Chavez, by contrast...

FreeChile
5th October 2006, 04:06 PM
This really isn't an explanation of how the market isn't relevant, which is what gemi was claiming.

If OPEC does in fact lower production, then market forces will raise the price of oil. And if they increase production, market forces will lower the price of oil.

My point is, for Chavez to claim that some arbitrary price is too low is silly. The supply and the demand determine what the price will be. And if supply goes down, whether due to natural causes (hurricanes that wreck refineries) or man-made (restrictions, cut-backs, or embargoes), the price will tend to go up.
You are correct in saying that Chavez cannot control the market--maybe if he invaded an oil producer like Colombia and controlled their supply. And even that would be temporary. However, I don't find his game to be at all silly. Every producer wants to keep prices the highest possible and as the market shifts, they tend to lower their prices much more slower than they would raise them. So I see this simply as a bargaining campaign on the part of the OPEC countries.

Here is what OPEC says about the setting of oil prices.

http://www.opec.org/library/FAQs/aboutOPEC/q20.htm

FreeChile
5th October 2006, 04:14 PM
The story of Canute and the tides. According to the legend, Canute's courtiers tried flattering him by telling him how powerful he was. One version of the story is that his courtiers claimed he was so great that he could stop the tide, while the other version says they didn't make that specific claim, but that Canute didn't care for the ass-kissing. Either way, he took his court out to the beach and demonstrated for his ass-kissing court that he wasn't as powerful as they claimed; he couldn't even stop the tide from coming in and getting his feet wet. Canute understood there were forces beyond his control.

Chavez, by contrast...
I thought you were implying Canute and Chavez were similar and not different in that respect. So I was looking to connect the other version of the story.

BPSCG
5th October 2006, 05:27 PM
You are correct in saying that Chavez cannot control the market--maybe if he invaded an oil producer like Colombia and controlled their supply. Even if he invaded the middle east and controlled all the oil there, too, it wouldn't make any difference. The price of the oil would be determined by the supply of oil and the demand for it - not who controls it. If Chavez controlled all the world's oil, but kept output where it is today, it would sell for the same as it's selling today. If he thought the price was too low, he would have no choice but to cut back production if he wanted to raise the price.

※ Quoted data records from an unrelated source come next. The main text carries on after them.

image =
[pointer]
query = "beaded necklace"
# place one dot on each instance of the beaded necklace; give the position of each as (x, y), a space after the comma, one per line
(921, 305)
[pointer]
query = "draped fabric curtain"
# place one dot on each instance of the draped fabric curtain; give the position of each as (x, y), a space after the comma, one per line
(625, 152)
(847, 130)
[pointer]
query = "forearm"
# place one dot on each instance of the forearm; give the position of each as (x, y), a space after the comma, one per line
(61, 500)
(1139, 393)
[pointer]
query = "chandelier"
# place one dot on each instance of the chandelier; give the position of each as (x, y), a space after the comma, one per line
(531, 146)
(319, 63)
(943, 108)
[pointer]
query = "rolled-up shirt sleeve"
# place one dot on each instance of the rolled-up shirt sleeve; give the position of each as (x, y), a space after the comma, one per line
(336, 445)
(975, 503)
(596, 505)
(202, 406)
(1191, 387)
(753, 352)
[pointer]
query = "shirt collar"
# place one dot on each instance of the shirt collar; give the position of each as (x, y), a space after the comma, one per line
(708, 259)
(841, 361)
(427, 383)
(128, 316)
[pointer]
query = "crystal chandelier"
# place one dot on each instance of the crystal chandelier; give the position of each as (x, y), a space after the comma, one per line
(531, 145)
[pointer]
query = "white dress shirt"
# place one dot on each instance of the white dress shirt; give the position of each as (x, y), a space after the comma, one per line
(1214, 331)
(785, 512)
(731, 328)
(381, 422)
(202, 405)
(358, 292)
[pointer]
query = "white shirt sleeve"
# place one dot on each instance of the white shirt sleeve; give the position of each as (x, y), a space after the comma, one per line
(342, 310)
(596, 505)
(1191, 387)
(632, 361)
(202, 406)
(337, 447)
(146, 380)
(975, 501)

Communists tried for decades to determine what the "proper" price would be for all kinds of commodities; this is just the latest example. It was a catastrophic failure, because trying to defy the laws of supply and demand is ultimately just as fruitless as trying to defy the law of gravity - the results are just not as sudden.

The job of a businessman is to make money for his company. To do that, he has to try to figure out at what point the supply curve and the demand curve intersect to provide the highest profit. Set your price too low, and you'll sell all you can deliver, but you might not recover your costs of production (in other words, you lose money). Set your price too high, and you might not sell enough units to recover your costs of production (again, you lose money).

So, is sixty bucks the "right" price for oil? If you think it is, then demand sixty bucks for it. If you sell all your oil and have to turn people away, sixty is in fact too low. If, OTOH, you don't sell enough to cover your expenses, it's obviously way too high.

The right price? It's whatever the buyer is willing to pay and the seller is willing to accept. One man can't decide that.